I wrote this article summary for THETA, the quarterly journal of the Psychical Research Foundation in Durham. Noyes’ work is part of a growing literature about people who have nearly died.


Russell Noyes, Jr. The Experience of Dying. Psychiatry. Vol. 35. May, 1972. 174-184.

Russell Noyes, Jr. Dying and Mystical Consciousness. Journal of Thanatology. Vol. 1. January-February 1971. 25-41.

Russell Noyes, Jr. and Roy Kletti. The Experience of Dying from Falls. Omega. Vol. 3 1972. 45-52. (a translation of Albert von St. Gallen Heim’s study, “Remarks on a Fatal Fall,” first published 1892)

 

Although — with the possible exception of mediumistic communications — no one has returned from the dead to give an account of his experience, reports of people who have nearly died suggest that it is a profoundly transcendent experience.

These articles are an overview of accounts of mystical dying experiences from persons who, in a state of good health, were suddenly threatened with death. Victims of drownings, falls, automobile accidents, even suicides, regularly have these experiences. The only prerequisite seems to be the perception of imminent death; as long as escape is possible, energy will be devoted to survival.

The accounts are divided into successive phases: resistance, life review, and transcendence. Where even a slight possibility of survival remains, there is enhanced alertness. Physical and mental activity may be enormously increased.

But this upsurge is countered by a powerful urge to surrender — hence, a violent inner struggle. At the point of surrender, fear subsides and the event of death is faced with calm. Poe relates this to the losing of hope. In “A Descent into the Maelstrom,” a drowning sailor recounts, “having made up my mind to hope no more, I got rid of a great deal of that terror which unmanned me at first.”
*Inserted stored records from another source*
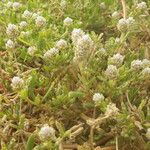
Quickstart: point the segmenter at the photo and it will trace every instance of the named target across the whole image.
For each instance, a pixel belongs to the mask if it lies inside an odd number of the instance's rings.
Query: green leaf
[[[35,134],[31,134],[27,141],[26,150],[33,150],[35,141]]]

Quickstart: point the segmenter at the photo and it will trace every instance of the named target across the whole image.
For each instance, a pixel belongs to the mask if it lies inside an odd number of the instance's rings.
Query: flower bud
[[[39,131],[39,137],[41,140],[52,139],[55,140],[55,130],[50,127],[48,124],[44,124],[43,127]]]
[[[69,17],[65,18],[64,26],[70,26],[70,25],[72,25],[72,23],[73,23],[73,20],[71,18],[69,18]]]
[[[6,49],[13,49],[13,48],[15,48],[15,43],[12,41],[12,40],[8,40],[7,42],[6,42]]]

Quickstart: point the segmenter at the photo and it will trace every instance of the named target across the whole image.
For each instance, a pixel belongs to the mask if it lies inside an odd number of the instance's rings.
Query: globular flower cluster
[[[11,80],[11,86],[14,90],[19,90],[23,87],[24,80],[18,76],[15,76]]]
[[[36,19],[35,19],[35,24],[37,27],[43,27],[46,25],[46,19],[42,16],[38,16]]]
[[[135,24],[135,19],[133,17],[129,17],[127,19],[121,18],[117,23],[117,28],[121,32],[125,32],[130,29]]]
[[[133,60],[131,62],[131,69],[134,71],[141,71],[143,78],[150,78],[150,61],[148,59]]]
[[[43,59],[49,60],[58,53],[59,53],[59,50],[57,48],[51,48],[44,54]]]
[[[138,10],[146,10],[147,9],[147,4],[146,2],[141,2],[137,4],[137,9]]]
[[[18,27],[15,24],[8,24],[6,33],[9,37],[16,37],[18,35]]]
[[[24,29],[25,27],[27,27],[27,25],[28,25],[28,23],[26,21],[21,21],[19,23],[19,26],[20,26],[21,29]]]
[[[22,7],[22,4],[19,2],[8,2],[7,3],[8,8],[12,8],[14,11],[19,10]]]
[[[97,104],[105,99],[104,95],[101,93],[95,93],[93,95],[93,101]]]
[[[112,65],[116,65],[117,67],[121,66],[124,60],[124,56],[122,56],[121,54],[117,53],[115,55],[113,55],[113,57],[111,57],[109,59],[110,64]]]
[[[108,65],[105,75],[108,79],[115,79],[118,76],[118,69],[114,65]]]
[[[25,10],[22,14],[22,17],[25,19],[31,19],[32,17],[32,12],[30,12],[29,10]]]
[[[119,109],[116,107],[114,103],[110,103],[107,105],[105,115],[108,117],[115,117],[119,114]]]
[[[94,42],[88,34],[84,34],[81,29],[72,31],[72,41],[75,47],[74,62],[83,61],[94,48]]]
[[[53,127],[50,127],[48,124],[44,124],[39,131],[39,137],[41,140],[55,140],[55,129]]]
[[[72,25],[72,23],[73,23],[73,20],[71,18],[67,17],[64,19],[64,26],[70,26]]]
[[[35,46],[30,46],[29,48],[28,48],[28,54],[30,55],[30,56],[34,56],[34,54],[37,52],[37,48],[35,47]]]
[[[65,49],[67,47],[67,41],[64,39],[60,39],[56,42],[56,48],[58,49]]]
[[[142,61],[137,59],[137,60],[133,60],[131,62],[131,69],[133,70],[140,70],[142,69]]]
[[[13,48],[15,48],[15,43],[12,40],[9,39],[6,42],[5,46],[6,46],[6,49],[13,49]]]
[[[119,13],[118,11],[114,11],[114,12],[112,13],[112,15],[111,15],[111,17],[112,17],[113,19],[117,19],[117,18],[119,18],[119,16],[120,16],[120,13]]]

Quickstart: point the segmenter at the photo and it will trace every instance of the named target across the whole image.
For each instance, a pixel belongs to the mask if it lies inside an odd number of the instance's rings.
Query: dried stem
[[[121,4],[122,4],[122,9],[123,9],[123,18],[126,19],[127,18],[127,11],[126,11],[125,0],[121,0]]]

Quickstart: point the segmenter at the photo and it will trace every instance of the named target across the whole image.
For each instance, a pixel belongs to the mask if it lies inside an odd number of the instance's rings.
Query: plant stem
[[[127,11],[126,11],[126,3],[125,0],[121,0],[122,8],[123,8],[123,18],[127,18]]]

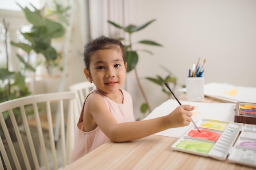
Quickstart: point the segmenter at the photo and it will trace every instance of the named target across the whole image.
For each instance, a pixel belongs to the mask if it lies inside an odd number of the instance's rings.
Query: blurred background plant
[[[171,98],[172,94],[168,90],[165,85],[164,83],[166,82],[168,84],[172,84],[172,89],[173,91],[175,90],[176,86],[177,85],[177,78],[174,76],[171,72],[167,68],[163,65],[160,65],[160,67],[164,70],[166,71],[168,74],[165,78],[162,77],[159,75],[156,75],[156,78],[147,77],[146,78],[156,84],[160,85],[162,88],[162,91],[166,94],[168,95],[167,99]]]
[[[136,26],[132,24],[130,24],[126,27],[123,27],[109,20],[108,21],[108,22],[109,23],[117,28],[121,29],[123,30],[125,33],[127,33],[128,35],[128,39],[126,39],[124,37],[118,37],[117,39],[122,41],[124,42],[125,50],[126,51],[126,62],[127,62],[127,72],[129,72],[132,70],[134,70],[136,78],[141,93],[144,100],[145,100],[145,103],[143,103],[141,106],[141,111],[143,113],[146,113],[147,110],[148,110],[149,112],[151,112],[152,111],[152,109],[149,105],[148,100],[146,95],[146,94],[141,86],[136,68],[139,60],[139,55],[138,54],[137,52],[139,51],[141,51],[148,52],[150,54],[153,54],[153,53],[152,52],[148,50],[143,49],[135,50],[134,48],[134,46],[136,44],[143,44],[147,45],[156,46],[162,46],[162,45],[154,41],[147,39],[143,40],[138,42],[134,42],[132,40],[132,35],[134,33],[144,28],[155,21],[155,20],[153,20],[139,26]]]
[[[36,66],[44,63],[48,71],[50,72],[50,69],[52,67],[61,64],[61,52],[57,51],[53,47],[52,41],[64,35],[63,25],[68,24],[67,17],[69,16],[67,11],[70,7],[64,7],[56,1],[54,3],[54,7],[45,7],[41,9],[38,9],[30,4],[34,9],[33,11],[28,7],[23,8],[18,4],[24,12],[30,28],[27,31],[20,30],[20,34],[22,36],[21,39],[18,42],[11,41],[11,44],[27,54],[27,59],[18,53],[17,54],[24,64],[25,69],[34,72]],[[63,44],[62,41],[61,43]],[[33,54],[34,55],[35,53],[36,59],[31,60],[29,57]],[[42,56],[44,59],[42,59]],[[59,68],[61,70],[61,66]]]
[[[3,23],[4,28],[1,30],[1,32],[4,35],[4,41],[7,62],[6,65],[2,65],[0,68],[0,102],[25,97],[31,94],[25,81],[25,77],[20,72],[13,72],[9,71],[8,59],[8,48],[9,47],[8,46],[8,42],[9,40],[7,36],[9,24],[6,23],[4,19]],[[19,111],[17,111],[18,110]],[[19,110],[15,110],[13,113],[17,122],[20,123],[21,115]],[[15,141],[16,140],[16,135],[9,114],[7,111],[3,112],[2,114],[11,138],[13,141]],[[1,136],[4,136],[2,135],[3,132],[1,131],[1,129],[0,128],[0,134]]]

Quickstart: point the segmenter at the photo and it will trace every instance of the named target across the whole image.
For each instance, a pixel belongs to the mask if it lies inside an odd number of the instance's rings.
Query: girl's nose
[[[107,69],[106,72],[106,77],[114,77],[115,76],[115,70],[113,68]]]

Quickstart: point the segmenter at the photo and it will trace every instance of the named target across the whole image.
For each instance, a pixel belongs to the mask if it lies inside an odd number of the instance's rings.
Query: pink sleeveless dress
[[[102,95],[97,89],[88,94],[85,102],[88,96],[92,93],[99,94],[105,101],[108,110],[119,123],[134,121],[135,120],[131,96],[125,90],[121,90],[124,96],[123,103],[114,102]],[[110,140],[99,126],[90,132],[83,131],[83,106],[77,126],[75,129],[74,147],[71,156],[71,163]]]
The next phase, review of life, often encompasses the entire past. “Unusually vivid scenes of some or many of the events of his life flash through his mind in rapid succession. Occasionally, he will gain the impression that all his memories are laid out at once before him.” Because of this unique perspective, Noyes says, “a man’s existence becomes complete and unalterable with his death — not before it. At this moment a life, while stripped of potentialities, is rescued into the actuality of the past. In the existential sense, it is saved from being transitory. Once an actuality it remains one forever. Through the ages, death has been recognized as a climactic moment for this very reason — it represented a last opportunity to attain or defend the aim held highest. In a final judgement review the dying man, in a passionate affirmation of the transcendent meaning to his existence, thoroughly integrates it into the universal order which he embraces.”
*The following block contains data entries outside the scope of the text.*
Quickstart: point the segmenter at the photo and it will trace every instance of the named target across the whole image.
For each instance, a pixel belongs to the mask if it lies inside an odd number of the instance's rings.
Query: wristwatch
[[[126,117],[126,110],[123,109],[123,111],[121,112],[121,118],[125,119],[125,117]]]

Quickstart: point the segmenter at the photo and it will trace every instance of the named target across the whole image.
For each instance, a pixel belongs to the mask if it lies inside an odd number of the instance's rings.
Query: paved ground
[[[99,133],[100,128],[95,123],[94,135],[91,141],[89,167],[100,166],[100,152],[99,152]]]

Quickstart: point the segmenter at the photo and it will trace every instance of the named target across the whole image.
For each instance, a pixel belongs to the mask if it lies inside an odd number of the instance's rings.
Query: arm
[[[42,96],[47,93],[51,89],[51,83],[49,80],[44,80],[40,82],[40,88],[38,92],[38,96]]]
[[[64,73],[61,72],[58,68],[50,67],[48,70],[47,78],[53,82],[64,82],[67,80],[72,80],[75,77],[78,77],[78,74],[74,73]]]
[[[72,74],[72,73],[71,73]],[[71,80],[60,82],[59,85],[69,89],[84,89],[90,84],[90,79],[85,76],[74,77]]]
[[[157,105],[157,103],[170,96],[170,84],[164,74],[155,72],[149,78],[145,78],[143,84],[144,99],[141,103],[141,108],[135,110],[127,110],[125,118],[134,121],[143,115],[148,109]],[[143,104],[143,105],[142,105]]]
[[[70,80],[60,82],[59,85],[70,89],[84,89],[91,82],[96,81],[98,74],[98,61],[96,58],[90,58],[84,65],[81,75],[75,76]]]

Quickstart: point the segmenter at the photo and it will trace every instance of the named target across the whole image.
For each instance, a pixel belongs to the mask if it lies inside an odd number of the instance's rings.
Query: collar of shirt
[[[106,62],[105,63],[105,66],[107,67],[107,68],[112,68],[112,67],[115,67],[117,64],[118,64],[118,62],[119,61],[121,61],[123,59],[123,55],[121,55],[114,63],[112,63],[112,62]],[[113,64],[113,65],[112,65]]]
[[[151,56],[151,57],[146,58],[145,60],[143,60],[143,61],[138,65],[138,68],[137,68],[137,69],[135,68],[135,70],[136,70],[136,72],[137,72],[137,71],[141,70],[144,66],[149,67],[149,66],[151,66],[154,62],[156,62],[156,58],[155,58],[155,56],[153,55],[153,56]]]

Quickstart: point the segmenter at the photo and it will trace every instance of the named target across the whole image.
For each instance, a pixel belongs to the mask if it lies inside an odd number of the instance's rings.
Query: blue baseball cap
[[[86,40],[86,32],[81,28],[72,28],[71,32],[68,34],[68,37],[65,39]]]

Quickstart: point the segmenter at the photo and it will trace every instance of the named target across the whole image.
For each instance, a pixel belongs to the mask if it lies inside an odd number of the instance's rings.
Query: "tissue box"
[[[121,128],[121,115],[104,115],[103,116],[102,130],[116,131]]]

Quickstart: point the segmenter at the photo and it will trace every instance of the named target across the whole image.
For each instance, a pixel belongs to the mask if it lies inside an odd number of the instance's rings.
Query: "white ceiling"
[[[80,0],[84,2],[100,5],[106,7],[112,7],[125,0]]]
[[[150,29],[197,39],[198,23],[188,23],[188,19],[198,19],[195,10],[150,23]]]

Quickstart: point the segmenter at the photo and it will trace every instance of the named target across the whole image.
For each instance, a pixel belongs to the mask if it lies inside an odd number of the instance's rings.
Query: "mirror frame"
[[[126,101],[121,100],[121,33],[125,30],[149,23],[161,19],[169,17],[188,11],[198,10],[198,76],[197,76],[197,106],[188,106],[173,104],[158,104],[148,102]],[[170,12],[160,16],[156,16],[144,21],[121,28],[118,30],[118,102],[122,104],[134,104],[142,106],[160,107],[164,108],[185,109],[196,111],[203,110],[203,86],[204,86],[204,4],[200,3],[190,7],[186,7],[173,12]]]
A typical review phenomena is the split of the self from its body representation, and fantasies of events which might follow death. The subject may view his body as near death but, being outside of it, witnesses the scene with detached interest. Albert Heim, a Zurich geology professor who collected the accounts of survivors of mountain climbing accidents — after having nearly fallen to his own death off a cliff — found that in 95 per cent of the cases “no grief was felt . . . There was no anxiety, no trace of despair, no pain; but rather calm seriousness, profound acceptance. . . . In many cases there followed a sudden review of the individual’s entire past; and finally, the person falling often heard beautiful music and fell in a superbly blue heaven containing roseate cloudlets.”
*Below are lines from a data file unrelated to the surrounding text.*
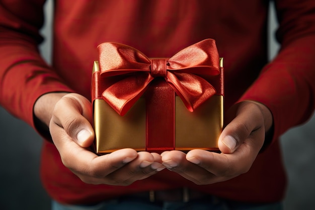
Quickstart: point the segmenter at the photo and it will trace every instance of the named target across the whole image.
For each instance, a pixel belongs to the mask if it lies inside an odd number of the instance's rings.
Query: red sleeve
[[[275,2],[280,50],[240,99],[269,108],[274,139],[306,121],[315,108],[315,1]]]
[[[0,3],[0,104],[34,127],[34,104],[51,92],[72,92],[41,58],[37,45],[44,0]]]

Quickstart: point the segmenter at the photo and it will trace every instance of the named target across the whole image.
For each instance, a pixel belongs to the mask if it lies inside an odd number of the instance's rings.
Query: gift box
[[[98,48],[92,83],[96,153],[218,150],[223,68],[214,40],[171,58],[149,58],[113,42]]]

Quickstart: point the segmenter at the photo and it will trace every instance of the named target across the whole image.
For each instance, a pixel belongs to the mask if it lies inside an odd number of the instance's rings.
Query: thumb
[[[255,103],[243,102],[232,106],[227,113],[228,123],[218,139],[223,153],[235,151],[243,143],[259,151],[265,137],[264,116]]]
[[[90,101],[80,95],[71,93],[56,104],[50,122],[53,125],[50,127],[57,125],[63,128],[72,141],[86,148],[90,147],[94,139],[92,118]]]

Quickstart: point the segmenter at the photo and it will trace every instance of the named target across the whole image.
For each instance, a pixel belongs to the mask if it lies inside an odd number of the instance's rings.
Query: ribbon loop
[[[114,42],[105,42],[98,48],[100,77],[123,76],[102,94],[103,99],[121,115],[156,77],[165,79],[190,111],[216,93],[203,78],[203,76],[220,73],[219,55],[213,39],[191,45],[169,58],[150,59],[132,47]]]
[[[154,78],[166,77],[167,62],[166,58],[151,58],[151,76]]]

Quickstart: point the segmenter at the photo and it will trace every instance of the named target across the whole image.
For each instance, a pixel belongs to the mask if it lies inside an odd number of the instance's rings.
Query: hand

Finally, the individual moves beyond this perspective, and experiences himself in a new manner, entering a region he finds foreign. He may feel outside of time, in eternity. A related characteristic is transcendence of space and individual identity. A sense of unity with the entire universe develops.

The transcendent phase is typified by Jung’s account of how he “hung on the edge of death” after a heart attack.

“It is impossible to convey the beauty and intensity of emotion during these visions. They were the most tremendous things I have ever experienced. I can describe the experience only as the ecstasy of a nontemporal state in which present, past and future are one. Everything that happens in time had been brought together into a concrete whole.”

The author notes that the complete LSD experience is similar to the mystical dying experience, and that mystical consciousness is generally expressed in terms of death and rebirth. In fact, LSD has been administered to dying cancer patients, with the result that the overwhelming majority experienced changes in their attitude about dying — including a reduction in fear and depression, and greater tranquility.

Dying, the author finally suggests, may offer an enormous opportunity for personality growth. If, in our last hour, we are able to take a more detached and humble view of our lives, and see the futility of what we once thought to be important, we might become more tolerant and achieve a harmony never before realized.